Was stimmt nicht in einem System, das offenbar ordentlich Geld einsetzt, aber wenig erreicht? Und was hat Psychiater Lukas Brückner (Hanno Koffler) mit all dem zu tun? Er steht dem Jugendheim beratend zur Seite und scheint als einziger in diesem 90-Minuten-Krimi weder Geld- noch Personalsorgen zu haben.

Regisseur Thomas Sieben ("Prey") hat nach der Buchvorlage von Zertz und Hunfeld einen klassischen Sozialkrimi gedreht, der das Milieu Kinderheim und die mit ihm verbandelten Institutionen durchleuchtet. Dabei bekommt Martin Brambach deutlich mehr Bildschirmzeit als bisher. Er hat sogar eine der besten Szenen dieser Folge, als er sich ungewohnt persönlich mit einem schwierigen Jugendlichen unterhält, den der ansonsten gern mal emotional ungelenke Mann auf rührende Weise väterlich näherkommt.

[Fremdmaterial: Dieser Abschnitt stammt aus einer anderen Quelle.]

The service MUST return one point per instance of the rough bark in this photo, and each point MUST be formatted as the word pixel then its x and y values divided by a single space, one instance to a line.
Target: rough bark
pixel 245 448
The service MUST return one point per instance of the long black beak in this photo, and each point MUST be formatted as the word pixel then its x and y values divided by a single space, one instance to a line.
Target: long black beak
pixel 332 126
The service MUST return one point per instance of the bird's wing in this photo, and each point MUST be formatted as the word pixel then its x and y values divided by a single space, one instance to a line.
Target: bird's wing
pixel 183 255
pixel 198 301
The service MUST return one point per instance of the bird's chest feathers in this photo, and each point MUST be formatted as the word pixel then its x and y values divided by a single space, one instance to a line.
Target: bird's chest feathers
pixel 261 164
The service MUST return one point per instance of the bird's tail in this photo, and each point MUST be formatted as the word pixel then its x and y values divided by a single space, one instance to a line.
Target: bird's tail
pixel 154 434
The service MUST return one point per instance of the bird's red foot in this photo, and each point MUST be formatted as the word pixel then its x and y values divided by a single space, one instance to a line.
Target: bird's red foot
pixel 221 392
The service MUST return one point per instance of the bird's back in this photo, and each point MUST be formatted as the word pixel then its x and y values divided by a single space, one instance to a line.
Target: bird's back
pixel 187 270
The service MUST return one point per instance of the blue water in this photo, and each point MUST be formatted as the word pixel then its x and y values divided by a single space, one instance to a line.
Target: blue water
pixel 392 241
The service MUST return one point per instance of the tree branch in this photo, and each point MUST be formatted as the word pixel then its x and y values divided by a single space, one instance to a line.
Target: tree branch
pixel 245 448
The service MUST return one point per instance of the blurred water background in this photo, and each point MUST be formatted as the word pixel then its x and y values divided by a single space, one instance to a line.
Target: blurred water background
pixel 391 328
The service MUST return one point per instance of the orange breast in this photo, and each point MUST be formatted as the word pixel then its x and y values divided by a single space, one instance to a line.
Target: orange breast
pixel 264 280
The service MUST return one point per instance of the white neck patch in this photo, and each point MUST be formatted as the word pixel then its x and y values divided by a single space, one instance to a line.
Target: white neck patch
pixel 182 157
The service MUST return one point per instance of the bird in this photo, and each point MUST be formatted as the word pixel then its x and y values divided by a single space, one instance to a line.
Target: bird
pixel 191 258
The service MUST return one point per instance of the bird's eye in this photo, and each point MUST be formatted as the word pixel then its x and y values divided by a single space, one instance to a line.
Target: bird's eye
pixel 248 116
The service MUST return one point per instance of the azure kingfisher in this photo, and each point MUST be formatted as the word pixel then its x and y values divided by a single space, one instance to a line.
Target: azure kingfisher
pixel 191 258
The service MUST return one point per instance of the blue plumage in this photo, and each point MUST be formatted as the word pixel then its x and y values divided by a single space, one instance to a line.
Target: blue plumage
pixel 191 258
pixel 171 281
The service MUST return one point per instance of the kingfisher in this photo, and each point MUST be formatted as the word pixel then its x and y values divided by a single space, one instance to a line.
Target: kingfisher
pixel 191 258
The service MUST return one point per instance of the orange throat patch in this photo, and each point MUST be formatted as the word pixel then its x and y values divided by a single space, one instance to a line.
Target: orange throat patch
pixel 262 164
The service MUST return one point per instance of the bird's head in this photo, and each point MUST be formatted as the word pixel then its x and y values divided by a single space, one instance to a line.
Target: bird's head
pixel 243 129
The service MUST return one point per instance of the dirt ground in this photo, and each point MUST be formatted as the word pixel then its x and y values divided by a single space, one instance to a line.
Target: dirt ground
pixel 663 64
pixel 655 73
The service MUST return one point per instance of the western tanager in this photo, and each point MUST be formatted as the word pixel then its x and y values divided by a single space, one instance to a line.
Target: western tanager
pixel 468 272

Am Ende ist "Tatort: Siebenschläfer" ein wenig zu formelhaft - sowohl als Krimi wie auch als kritisches Sozialstück. Trotzdem ist der Blick ins ramponierte Innere des deutschen Sozialstaates alles in allem erschreckend. Dass es in anderen Ländern vielleicht noch schlechter aussieht, sollte dabei kein Trost sein.